Cord Cutting Picking Up Steam

Cord cutting continued to pick up speed in the second quarter of this year. The numbers below come from Leichtman Research Group which compiles these numbers from reports made to investors.

The numbers reported are for the largest cable providers and Leichtman estimates that these companies represent 93% of all cable customers in the country.

The overall penetration rate of households buying traditional cable has dropped to 67.4% at the end of the second quarter of the year. The penetration rate had dropped just under 70% at the end of 2018.

For the quarter the cable companies lost 1.7% of subscribers which would equate to a trend of losing 6.7% for the year. However, that number needs to be put into context. The biggest drop of customers came from AT&T / DirectTV which lost over 1.3 million customers so far this year. The company decided to end discount plans to customers and has been letting customers go who won’t agree to pay full price after the end of discount plans. The company says they are glad to be rid of customers who are not contributing to the bottom line of the company. At some point soon that purge should end, and the company should return to a more normal trajectory. Normalizing for AT&T, the whole industry is probably still losing customer currently at a rate between 4% and 5% of total market share annually.

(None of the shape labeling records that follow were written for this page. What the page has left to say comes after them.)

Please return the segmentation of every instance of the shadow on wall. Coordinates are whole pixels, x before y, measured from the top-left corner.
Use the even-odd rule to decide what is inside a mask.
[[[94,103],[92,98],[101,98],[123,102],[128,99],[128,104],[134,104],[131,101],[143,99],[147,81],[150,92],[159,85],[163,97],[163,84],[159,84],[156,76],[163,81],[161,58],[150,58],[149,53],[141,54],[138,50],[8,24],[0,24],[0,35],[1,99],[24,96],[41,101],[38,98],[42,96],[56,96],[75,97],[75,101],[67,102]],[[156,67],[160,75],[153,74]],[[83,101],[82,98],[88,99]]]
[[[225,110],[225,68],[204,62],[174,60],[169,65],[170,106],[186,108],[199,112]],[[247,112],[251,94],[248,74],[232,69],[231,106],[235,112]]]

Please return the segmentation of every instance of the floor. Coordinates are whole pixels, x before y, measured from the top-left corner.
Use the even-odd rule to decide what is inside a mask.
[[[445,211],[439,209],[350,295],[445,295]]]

4Q 2018 2Q 2019 1Q Change 2Q Change 2Q
Comcast 21,986,000 21,641,000 (121,000) (224,000) -1.0%
AT&T / DirecTV 22,926,000 21,605,000 (543,000) (778,000) -3.5%
Charter 16,606,000 16,320,000 (145,000) (141,000) -0.9%
Dish TV 9,905,000 9,560,000 (266,000) (79,000) -0.8%
Verizon 4,451,000 4,346,000 (53,000) (52,000) -1.2%
Cox 4,015,000 3,940,000 (35,000) (40,000) -1.0%
Altice 3,307,500 3,276,500 (10,200) (20,800) -0.6%
Mediacom 776,000 747,000 (12,000) (17,000) -2.2%
Frontier 838,000 738,000 (54,000) (46,000) -5.9%
Cable ONE 326,423 308,493 (5,812) (12,118) -3.8%
Total 85,136,923 82,481,993 (1,245,012) (1,409,918) -1.7%

These same companies have lost over 5 million traditional cable subscribers since the end of the second quarter in 2018.

Some other observations:

  • This is the first time that Comcast has lost 1% of cable customers in a quarter. Until recently the company was holding steady with cable customer counts due to the fact that the company has continued to add new broadband customers, many who bought cable TV.
  • Frontier is bleeding both cable customers and broadband customers, and the company lost 71,000 broadband customers in the second quarter to go with the loss of 46,000 cable customers.
  • The only other companies that lost more than 2% of their cable customer base in the quarter are Mediacom and Cable ONE.
  • The loss of 79,000 customers is the smallest quarterly loss for Dish Networks since 2014.

The biggest losers in the industry are likely the programmers. They are losing millions of monthly subscriptions that were paying for their programming. A few networks are recovering some of these losses by selling programming to providers like SlingTV or PlayStation Now – but overall the programmers are losing a mountain of paying households.

The big question for the industry is if there is some predictable path for cord cutting. Will it continue to accelerate and kill the industry in a few years or will losses be slow and steady like happened with landline telephones?